Oseltamivir is administered orally or by feeding tube without regard to meals, although administration with meals may improve gastrointestinal tolerability. Oseltamivir is available as a generic drug or as Tamiflu in 30-mg, 45-mg, and 75-mg capsules and as a powder for oral suspension that is reconstituted to provide a final concentration of 6 mg/mL. For the 6-mg/mL suspension, a 30-mg dose is given with 5 mL of oral suspension, a 45-mg dose is given with 7.5 mL oral suspension, a 60-mg dose is given with 10 mL oral suspension, and a 75-mg dose is given with 12.5 mL oral suspension. If the commercially manufactured oral suspension is not available, a suspension can be compounded by retail pharmacies (final concentration also 6 mg/mL), based on instructions contained in the package label. For infants younger than 1 year, an appropriate measuring device such as a 3-mL or 5-mL oral syringe should be used to measure the dose instead of the syringe supplied. In patients with renal insufficiency, the dose should be adjusted on the basis of creatinine clearance. Renal dosing of oseltamivir is not available in the package insert for pediatric patients. Dosing tables published by the CDC may be useful for children who qualify for adult doses based on weight >40 kg (https://www.cdc.gov/flu/pdf/professionals/antivirals/Antiviral-Medications-Table3.pdf). See https://www.cdc.gov/flu/professionals/antivirals/summary-clinicians.htm and Infectious Diseases Society of America Guidelines.24 These recommendations differ from the package insert for oseltamivir: https://www.accessdata.fda.gov/drugsatfda_docs/label/2012/021087s062lbl.pdf.

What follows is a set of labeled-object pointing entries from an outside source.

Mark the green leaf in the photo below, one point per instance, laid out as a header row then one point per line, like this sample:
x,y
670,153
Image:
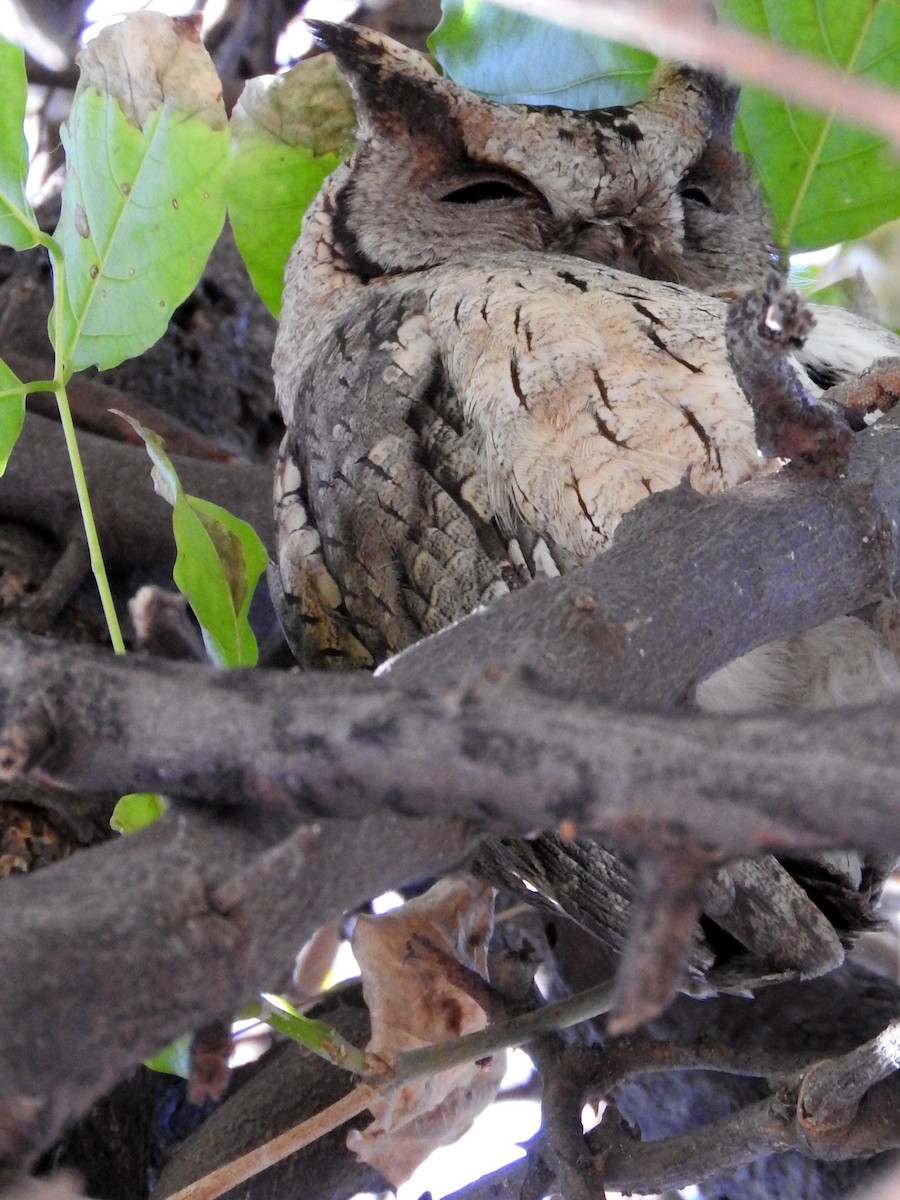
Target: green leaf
x,y
219,563
136,810
18,227
148,148
12,412
514,58
289,131
316,1036
826,181
173,1059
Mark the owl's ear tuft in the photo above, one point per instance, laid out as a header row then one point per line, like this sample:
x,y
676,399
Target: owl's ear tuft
x,y
366,57
396,90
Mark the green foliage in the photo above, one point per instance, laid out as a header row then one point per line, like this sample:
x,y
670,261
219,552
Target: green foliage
x,y
173,1059
137,226
515,58
12,413
826,181
18,227
289,131
220,559
316,1036
143,202
137,810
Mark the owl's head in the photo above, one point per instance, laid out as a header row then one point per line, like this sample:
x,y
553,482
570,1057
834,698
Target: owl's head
x,y
441,174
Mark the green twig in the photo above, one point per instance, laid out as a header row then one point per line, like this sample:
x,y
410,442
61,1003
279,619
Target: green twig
x,y
61,375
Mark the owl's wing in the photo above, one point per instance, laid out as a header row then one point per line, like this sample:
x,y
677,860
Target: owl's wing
x,y
586,390
384,537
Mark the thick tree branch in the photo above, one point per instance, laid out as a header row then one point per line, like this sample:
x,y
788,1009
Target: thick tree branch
x,y
510,757
129,945
189,918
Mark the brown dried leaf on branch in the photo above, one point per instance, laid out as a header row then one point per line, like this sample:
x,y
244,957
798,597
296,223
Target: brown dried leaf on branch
x,y
420,966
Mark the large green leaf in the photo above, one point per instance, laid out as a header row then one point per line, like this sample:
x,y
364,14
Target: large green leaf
x,y
147,159
12,412
514,58
289,131
826,181
219,563
18,227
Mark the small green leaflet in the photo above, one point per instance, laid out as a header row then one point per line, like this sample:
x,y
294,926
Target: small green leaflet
x,y
291,131
18,227
515,58
12,412
136,810
220,559
825,181
316,1036
147,159
173,1059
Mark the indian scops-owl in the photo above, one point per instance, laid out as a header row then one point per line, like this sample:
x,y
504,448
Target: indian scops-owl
x,y
503,327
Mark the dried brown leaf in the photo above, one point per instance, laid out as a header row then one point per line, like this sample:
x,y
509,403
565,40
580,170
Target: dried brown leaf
x,y
150,60
414,964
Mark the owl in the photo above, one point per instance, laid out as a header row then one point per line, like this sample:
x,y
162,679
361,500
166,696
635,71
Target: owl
x,y
503,327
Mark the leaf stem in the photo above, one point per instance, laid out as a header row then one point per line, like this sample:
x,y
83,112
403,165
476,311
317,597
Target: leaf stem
x,y
90,528
61,373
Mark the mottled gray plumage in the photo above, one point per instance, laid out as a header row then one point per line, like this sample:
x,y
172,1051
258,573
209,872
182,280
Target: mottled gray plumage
x,y
503,327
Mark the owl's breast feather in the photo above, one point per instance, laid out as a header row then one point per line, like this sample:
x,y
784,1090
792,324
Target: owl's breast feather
x,y
589,389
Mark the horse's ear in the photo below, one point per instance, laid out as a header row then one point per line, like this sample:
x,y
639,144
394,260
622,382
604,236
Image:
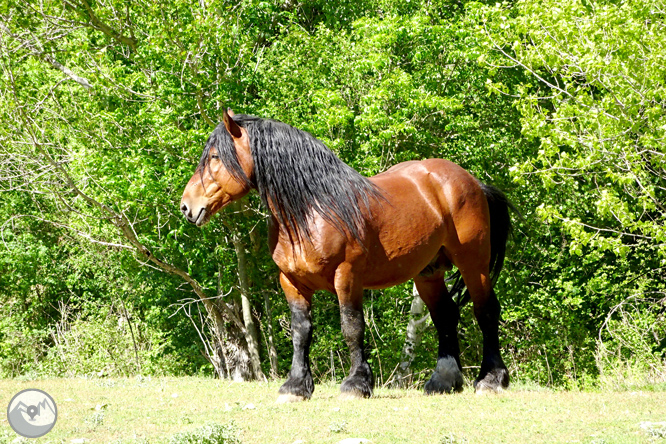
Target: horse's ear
x,y
231,126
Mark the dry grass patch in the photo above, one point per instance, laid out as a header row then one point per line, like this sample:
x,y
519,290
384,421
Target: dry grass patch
x,y
158,409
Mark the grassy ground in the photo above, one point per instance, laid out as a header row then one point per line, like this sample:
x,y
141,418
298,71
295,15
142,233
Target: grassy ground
x,y
153,410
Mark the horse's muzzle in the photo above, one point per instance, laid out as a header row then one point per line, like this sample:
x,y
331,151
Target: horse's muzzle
x,y
199,218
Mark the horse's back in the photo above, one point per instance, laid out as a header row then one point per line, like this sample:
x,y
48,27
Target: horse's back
x,y
433,207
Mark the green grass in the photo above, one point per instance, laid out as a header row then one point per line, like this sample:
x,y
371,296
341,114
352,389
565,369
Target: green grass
x,y
158,409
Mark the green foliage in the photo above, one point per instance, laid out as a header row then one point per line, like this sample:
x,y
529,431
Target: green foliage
x,y
208,434
561,104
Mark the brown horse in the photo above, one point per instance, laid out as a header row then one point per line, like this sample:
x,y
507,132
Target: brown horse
x,y
333,229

The CDC recommends routine chemoprophylaxis with oseltamivir or zanamivir for 7 days after last known exposure; minimum of 14 days and continuing for 7 days after last known exposure if part of institutional outbreak (https://www.cdc.gov/flu/professionals/antivirals/summary-clinicians.htm). This differs from the package insert for zanamivir, which recommends prophylaxis for 10 days in community settings and 28 days in community outbreaks (https://www.accessdata.fda.gov/drugsatfda_docs/label/2010/021036s025lbl.pdf).

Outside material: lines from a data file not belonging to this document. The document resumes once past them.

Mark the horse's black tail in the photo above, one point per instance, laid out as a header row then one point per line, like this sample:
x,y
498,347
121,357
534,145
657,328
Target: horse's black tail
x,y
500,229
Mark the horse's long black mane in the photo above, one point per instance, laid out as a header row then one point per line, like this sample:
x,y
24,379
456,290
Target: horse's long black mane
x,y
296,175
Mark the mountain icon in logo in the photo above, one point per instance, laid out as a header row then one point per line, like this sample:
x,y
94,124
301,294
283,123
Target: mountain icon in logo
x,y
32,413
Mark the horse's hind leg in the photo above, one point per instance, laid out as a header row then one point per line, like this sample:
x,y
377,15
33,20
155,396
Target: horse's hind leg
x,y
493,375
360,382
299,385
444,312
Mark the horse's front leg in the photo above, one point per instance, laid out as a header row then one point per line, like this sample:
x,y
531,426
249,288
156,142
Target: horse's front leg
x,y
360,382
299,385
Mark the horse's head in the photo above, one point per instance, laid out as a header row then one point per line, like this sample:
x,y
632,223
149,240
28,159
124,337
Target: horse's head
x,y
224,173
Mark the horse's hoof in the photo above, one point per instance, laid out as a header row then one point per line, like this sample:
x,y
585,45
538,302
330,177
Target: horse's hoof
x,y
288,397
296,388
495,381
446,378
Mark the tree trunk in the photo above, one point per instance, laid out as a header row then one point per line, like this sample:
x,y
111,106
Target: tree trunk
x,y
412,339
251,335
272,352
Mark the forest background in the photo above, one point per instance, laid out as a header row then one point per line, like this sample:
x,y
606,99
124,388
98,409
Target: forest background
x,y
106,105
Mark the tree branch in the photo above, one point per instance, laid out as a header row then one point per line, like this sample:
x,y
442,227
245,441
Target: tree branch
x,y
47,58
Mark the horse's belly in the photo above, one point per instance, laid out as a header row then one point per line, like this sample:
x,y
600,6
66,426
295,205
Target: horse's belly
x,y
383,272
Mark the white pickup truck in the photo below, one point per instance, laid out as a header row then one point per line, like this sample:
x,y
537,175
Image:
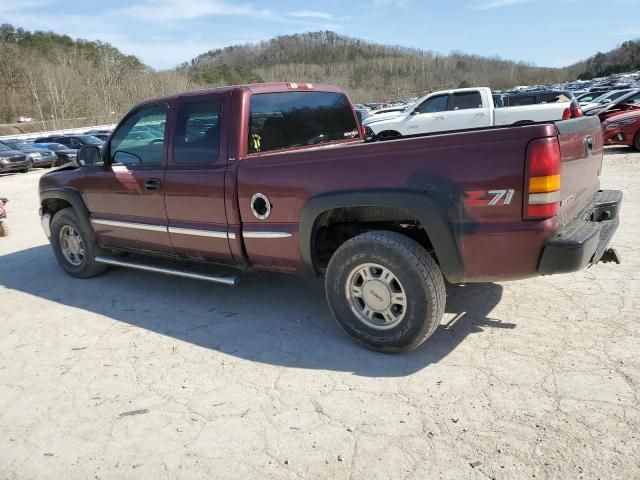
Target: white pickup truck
x,y
463,108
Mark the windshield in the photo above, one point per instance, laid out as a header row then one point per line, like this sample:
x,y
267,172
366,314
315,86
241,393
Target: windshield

Approved by the FDA for treatment of children as young as 2 weeks of age. Given preliminary pharmacokinetic data and limited safety data, oseltamivir can be used to treat influenza in both term and preterm infants from birth because benefits of therapy are likely to outweigh possible risks of treatment. Oseltamivir is not FDA-approved for postexposure prophylaxis (PEP) in children younger than 1 year. Oseltamivir is not recommended by the AAP or CDC for chemoprophylaxis of infants <3 months because of limited safety and efficacy data in this age group. Of note, the CDC recommends a dose of 3.0 mg/kg, twice daily, for all infants <12 months; the Infectious Diseases Society of America guidelines24 include both AAP and CDC recommendations.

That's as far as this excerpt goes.